As the competition between the Tech Companies gets aggressive, Cisco Systems (NASDAQ:CSCO) has a strong position among competitors. With its products in demand, Cisco (NASDAQ:CSCO) is expected to maintain this position in the long run. What makes Cisco (NASDAQ:CSCO) different from other Tech companies is that Cisco (NASDAQ:CSCO) sees the benefit in sharing its wealth with its shareholders through dividends. But as Cloud computing has started taking its share in the market, Cisco (NASDAQ:CSCO) is struggling with this technology evolution. This has left investors confused, but there are two elements that investors need to look into, before making an investment:
– Cisco System (NASDAQ:CSCO) has boosted share repurchase instead of raising dividends: This year alone, Cisco (NASDAQ:CSCO) has gone back to repurchasing shares and has spent a whopping $7.5 billion. This seems like a favorable act on Cisco (NASDAQ:CSCO)’s part as the share has fallen down dramatically and investors seem to have lost hope in the company. They believe Cisco (NASDAQ:CSCO) won’t be able to produce further growth opportunities. With these repurchases, Cisco (NASDAQ:CSCO) is aiming to increase earnings per share and with less investors on board, it has capital to spend, which was previously spent on dividends. If Cisco (NASDAQ:CSCO) starts picking up business again, the stock valuation will be much higher.
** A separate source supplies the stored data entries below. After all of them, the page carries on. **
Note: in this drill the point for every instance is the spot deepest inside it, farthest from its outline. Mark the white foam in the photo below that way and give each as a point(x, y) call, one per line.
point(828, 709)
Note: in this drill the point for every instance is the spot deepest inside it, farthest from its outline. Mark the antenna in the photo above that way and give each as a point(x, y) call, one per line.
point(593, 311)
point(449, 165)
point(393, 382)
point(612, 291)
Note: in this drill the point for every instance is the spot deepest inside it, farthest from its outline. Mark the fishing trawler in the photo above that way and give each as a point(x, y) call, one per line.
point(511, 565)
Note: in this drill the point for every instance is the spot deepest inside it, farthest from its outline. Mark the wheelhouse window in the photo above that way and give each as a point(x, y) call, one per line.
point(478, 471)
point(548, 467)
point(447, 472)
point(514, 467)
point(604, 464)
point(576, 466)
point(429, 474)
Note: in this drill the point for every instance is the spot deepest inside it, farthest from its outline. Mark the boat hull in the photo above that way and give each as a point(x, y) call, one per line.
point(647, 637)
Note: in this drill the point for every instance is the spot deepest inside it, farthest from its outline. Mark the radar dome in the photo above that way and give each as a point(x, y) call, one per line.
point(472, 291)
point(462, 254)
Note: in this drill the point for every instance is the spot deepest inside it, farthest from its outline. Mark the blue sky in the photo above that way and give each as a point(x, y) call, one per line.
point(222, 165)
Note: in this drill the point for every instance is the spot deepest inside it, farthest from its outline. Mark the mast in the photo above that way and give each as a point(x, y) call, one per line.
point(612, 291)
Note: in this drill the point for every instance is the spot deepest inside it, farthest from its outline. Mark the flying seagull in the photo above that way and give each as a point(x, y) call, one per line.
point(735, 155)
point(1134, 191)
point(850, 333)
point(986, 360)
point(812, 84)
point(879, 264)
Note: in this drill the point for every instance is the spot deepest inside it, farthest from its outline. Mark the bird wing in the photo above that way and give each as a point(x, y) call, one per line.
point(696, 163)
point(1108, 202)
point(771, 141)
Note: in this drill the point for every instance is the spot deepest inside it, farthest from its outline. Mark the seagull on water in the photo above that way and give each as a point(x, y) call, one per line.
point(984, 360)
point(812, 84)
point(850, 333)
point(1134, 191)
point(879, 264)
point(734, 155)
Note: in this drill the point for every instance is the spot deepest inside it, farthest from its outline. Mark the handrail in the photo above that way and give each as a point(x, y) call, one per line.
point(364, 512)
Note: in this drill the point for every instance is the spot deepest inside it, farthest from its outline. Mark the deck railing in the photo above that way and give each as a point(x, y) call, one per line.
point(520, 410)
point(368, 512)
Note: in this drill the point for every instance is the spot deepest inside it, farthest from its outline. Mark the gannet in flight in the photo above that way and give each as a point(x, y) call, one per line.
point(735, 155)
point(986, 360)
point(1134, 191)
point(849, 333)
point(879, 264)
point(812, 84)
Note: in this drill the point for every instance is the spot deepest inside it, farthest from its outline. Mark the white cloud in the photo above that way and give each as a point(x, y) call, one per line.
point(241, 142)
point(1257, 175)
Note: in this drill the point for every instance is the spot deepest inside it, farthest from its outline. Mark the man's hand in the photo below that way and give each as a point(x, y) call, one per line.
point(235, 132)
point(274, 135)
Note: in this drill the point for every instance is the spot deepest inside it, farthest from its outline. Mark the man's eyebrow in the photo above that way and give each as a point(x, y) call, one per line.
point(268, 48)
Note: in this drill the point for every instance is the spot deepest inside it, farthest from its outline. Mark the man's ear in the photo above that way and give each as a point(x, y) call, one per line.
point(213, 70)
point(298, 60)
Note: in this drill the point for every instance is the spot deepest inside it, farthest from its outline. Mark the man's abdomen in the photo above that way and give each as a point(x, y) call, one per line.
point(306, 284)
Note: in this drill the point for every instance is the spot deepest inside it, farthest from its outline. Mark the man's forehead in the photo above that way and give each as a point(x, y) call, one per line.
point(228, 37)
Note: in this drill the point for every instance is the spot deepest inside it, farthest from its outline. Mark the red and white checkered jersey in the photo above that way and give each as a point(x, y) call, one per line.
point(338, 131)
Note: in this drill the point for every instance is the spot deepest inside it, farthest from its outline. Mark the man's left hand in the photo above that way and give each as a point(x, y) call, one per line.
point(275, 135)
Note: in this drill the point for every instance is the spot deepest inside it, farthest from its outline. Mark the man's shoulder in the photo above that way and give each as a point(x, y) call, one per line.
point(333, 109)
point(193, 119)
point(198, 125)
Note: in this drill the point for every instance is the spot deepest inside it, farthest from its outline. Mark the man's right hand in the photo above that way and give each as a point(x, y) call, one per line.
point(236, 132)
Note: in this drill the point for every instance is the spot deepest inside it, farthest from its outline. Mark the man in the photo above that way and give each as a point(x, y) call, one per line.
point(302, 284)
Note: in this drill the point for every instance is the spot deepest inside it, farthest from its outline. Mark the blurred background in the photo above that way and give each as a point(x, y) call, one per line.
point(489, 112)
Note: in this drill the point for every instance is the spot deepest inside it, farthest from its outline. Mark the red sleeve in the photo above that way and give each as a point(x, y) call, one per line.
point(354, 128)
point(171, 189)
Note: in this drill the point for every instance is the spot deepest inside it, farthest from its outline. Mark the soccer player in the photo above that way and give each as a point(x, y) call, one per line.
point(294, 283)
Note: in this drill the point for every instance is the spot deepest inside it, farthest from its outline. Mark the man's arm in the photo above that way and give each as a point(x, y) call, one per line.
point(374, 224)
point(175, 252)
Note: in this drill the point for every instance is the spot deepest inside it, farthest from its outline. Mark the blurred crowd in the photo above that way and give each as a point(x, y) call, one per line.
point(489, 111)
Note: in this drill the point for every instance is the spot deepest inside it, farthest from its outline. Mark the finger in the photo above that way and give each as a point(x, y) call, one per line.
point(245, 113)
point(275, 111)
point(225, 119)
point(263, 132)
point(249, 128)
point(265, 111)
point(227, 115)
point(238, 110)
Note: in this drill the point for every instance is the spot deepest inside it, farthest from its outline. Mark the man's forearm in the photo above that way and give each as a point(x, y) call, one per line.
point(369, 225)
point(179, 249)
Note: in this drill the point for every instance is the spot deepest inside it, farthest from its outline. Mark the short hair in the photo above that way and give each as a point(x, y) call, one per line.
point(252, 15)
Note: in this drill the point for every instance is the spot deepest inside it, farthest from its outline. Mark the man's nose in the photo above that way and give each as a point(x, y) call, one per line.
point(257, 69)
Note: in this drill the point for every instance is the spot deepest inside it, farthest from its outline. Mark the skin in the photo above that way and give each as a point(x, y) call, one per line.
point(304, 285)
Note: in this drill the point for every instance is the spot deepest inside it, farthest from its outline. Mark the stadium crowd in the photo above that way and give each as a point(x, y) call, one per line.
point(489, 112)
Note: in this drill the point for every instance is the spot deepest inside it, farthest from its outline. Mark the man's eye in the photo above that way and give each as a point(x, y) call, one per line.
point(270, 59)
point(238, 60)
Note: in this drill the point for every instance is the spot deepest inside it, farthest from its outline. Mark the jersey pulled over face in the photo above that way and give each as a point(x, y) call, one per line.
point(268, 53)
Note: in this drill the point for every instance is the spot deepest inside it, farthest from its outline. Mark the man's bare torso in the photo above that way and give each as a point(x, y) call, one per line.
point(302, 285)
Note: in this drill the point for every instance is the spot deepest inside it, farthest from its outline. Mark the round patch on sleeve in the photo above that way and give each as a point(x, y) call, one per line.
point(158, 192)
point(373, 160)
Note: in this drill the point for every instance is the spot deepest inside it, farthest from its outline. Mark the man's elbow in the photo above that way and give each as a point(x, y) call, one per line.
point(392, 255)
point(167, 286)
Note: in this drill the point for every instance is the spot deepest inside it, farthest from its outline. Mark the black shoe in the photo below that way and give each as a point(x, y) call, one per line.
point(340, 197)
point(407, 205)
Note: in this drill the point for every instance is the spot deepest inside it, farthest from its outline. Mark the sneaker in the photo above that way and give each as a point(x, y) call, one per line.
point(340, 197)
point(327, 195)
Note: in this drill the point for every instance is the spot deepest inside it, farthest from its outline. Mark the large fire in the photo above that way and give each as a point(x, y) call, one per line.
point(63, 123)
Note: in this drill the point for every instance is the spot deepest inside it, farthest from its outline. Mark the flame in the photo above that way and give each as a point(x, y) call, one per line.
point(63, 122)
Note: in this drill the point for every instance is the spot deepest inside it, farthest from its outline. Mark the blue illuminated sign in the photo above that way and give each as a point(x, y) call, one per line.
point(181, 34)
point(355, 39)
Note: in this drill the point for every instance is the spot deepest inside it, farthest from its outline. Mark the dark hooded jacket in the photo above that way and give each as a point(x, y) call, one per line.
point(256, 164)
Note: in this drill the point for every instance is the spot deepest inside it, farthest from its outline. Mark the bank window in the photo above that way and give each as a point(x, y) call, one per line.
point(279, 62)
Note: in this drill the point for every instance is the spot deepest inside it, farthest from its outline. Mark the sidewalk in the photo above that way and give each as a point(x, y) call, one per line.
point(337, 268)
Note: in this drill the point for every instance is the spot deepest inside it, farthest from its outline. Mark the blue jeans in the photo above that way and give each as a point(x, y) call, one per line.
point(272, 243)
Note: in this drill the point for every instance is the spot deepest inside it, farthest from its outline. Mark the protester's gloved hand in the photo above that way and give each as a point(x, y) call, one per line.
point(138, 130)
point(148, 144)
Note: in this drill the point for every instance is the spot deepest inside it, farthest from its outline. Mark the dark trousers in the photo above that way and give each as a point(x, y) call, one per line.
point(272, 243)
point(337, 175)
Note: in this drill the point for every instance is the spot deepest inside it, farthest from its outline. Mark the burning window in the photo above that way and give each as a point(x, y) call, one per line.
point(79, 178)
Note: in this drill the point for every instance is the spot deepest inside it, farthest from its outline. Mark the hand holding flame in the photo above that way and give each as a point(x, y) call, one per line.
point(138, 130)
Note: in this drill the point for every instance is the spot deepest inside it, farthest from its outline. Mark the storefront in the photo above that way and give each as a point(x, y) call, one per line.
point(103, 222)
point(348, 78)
So repurchasing stock at this stage is a good move for future plans.
– Restructuring might not do Cisco (NASDAQ:CSCO) any good: Cisco (NASDAQ:CSCO) at this point, is struggling to decide which strategy or plan would be more beneficial in the long run. It could either shift its focus entirely on cloud computing as all competitors are doing, or it could continue down the path its known for, which is providing connectivity equipment solutions along with added services and high margin software products. But with the on-going competition and rapidly changing IT sector, Cisco (NASDAQ:CSCO) needs to make a decision whether to continue in its traditional field of networking or branch out and stand in line with competitors and offer high in demand services.
In previous years, it has been seen that Cisco (NASDAQ:CSCO) hasn’t dealt well with pressure situations. The company made an announcement to cut down its work force by 6000, in August. This is the third time; the company is going for redundancy after 2011, when the company laid off 11,000 employees and another 4000 last year. This resulted in creating a negative image of the company, regardless of the fact that it did add jobs in other departments that have high growth potential.
Another factor that hindered success for Cisco (NASDAQ:CSCO) is its desire to build up its business in China, as there is a huge market to cater to with solid internet infrastructure. But due to bad vibes between China and US, the Company never went ahead.
Even though Cisco (NASDAQ:CSCO) still remains a profitable prospect for investors, it needs to make much more effort to compete in the market. The company needs to start providing latest technical services to its customers.